Homogenizing annealing is an annealing process in which an ingot or casting of a certain alloy is heated to a higher temperature below the solidus line of the alloy, kept warm for a long time, and then slowly cooled. Also called diffusion annealing.
Due to the fast cooling rate under industrial production conditions, the structure of the ingot or sand casting after condensation is in a non-equilibrium state to varying degrees, which is mainly manifested by the occurrence of intragranular segregation (also known as dendrite segregation, that is, the inconsistency of the chemical composition within a grain). uniform), reducing the performance of the ingot or casting.

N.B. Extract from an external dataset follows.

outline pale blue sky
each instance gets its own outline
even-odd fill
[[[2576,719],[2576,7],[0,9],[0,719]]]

During homogenization annealing, the elements in the alloy undergo solid-state diffusion, which can eliminate or reduce intragranular segregation, thereby improving the properties of the ingot or casting. In order to accelerate atomic diffusion and shorten the annealing time, the homogenization annealing temperature is generally very high, alloy steel is usually 1050~1200°C, and non-ferrous alloy ingots are generally close to the actual melting point of the alloy.
The homogenization annealing temperature is high, the time is long, the Autometalparts oxidation loss is serious, and it is energy-consuming and time-consuming. Therefore, it is generally only used for alloys with complex composition and serious segregation and alloy steel for certain important purposes.